Ora junto a Serafins.

Exílio, martírio: o corte abrupto,

e soam os gemidos aos confins.

Nada se iguala a essa dor,

é mundo sem cor, sem sabor, sem calor,

sem amor, somente a dor;

no leito padece em sobrevida,

mal vivida vida...

E a ausência do ente entrementes,

paixão cerebral, paixão animal,

o mal venceu,

o mal sucedido se fez,

a data que mata e tudo se desfez.

E respira, aspira, inspira...

Ó Afrodite, que as rosas engrinaldam!

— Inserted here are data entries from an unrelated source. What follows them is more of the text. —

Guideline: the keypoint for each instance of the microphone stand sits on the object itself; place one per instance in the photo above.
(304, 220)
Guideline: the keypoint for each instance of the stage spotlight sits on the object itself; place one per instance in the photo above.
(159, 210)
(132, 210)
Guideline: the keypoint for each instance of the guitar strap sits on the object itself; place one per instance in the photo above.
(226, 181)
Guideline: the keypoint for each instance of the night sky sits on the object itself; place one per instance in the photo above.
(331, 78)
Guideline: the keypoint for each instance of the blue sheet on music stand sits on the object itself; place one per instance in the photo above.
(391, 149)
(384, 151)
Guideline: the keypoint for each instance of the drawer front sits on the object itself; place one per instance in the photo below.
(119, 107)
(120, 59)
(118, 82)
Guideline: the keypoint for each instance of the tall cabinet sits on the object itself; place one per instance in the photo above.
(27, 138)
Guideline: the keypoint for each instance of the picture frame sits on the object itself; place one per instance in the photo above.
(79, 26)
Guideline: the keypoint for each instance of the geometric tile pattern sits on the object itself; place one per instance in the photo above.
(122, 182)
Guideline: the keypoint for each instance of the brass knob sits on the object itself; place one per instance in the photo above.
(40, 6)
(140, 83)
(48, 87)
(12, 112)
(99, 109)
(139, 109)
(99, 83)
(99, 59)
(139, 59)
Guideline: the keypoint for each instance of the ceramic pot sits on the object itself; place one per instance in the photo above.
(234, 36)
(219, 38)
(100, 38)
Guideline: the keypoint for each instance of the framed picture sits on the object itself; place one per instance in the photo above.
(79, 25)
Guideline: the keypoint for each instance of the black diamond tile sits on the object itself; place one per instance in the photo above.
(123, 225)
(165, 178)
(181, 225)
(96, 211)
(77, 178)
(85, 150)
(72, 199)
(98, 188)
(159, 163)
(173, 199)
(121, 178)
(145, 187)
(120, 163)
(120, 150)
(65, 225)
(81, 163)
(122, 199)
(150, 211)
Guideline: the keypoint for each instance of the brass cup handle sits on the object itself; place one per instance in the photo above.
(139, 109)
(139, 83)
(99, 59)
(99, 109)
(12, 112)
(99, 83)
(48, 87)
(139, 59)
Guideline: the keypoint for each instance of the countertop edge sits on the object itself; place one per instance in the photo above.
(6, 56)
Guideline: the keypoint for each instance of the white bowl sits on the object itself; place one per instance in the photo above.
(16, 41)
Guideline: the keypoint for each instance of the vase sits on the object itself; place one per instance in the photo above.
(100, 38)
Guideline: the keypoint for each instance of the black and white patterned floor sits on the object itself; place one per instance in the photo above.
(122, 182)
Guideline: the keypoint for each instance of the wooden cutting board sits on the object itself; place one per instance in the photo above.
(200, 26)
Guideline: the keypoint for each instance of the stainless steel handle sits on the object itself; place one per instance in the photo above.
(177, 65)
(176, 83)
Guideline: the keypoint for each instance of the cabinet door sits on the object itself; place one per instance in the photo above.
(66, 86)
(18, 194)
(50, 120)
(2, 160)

Deusa cruel,

tecelã de mitos, fez do mel puro fel:

“Sem a Afrodite de ouro,

que vida existe e que doçura?”

O ressentimento da paixão,

a ausência da cítara,

a morte em mira,

a morte em vida.

Ó Orfeu!

Agora a desmedida,

medida por medida,

a desdita;

Eurídice

nem lhe disse adeus.

A realidade se desprega da pele

e a alma levita; não mais aflita...

A imensidão da dor

é o dedo na ferida,

é o dia que castiga,

é a noite que se eterniza,

é a aurora que principia

lá no fim do horizonte sem ontem:

diz por dizer,

faz por fazer,

sorri por sorrir,

entristece por entristecer,

tece por tecer,

escreve por escrever,

vive por viver...

Em busca do sentido das coisas,

tudo em vão, só solidão.

O detido na memória,

o que chorou por chorar,

o que resistiu por resistir,

o que insistiu por insistir,

o que não aspira por mais nada

e nada em correntezas profundas,

num mundo mudo, silente,

dormente.

Prof. Dr. Sílvio Medeiros

Campinas, é outono de 2007.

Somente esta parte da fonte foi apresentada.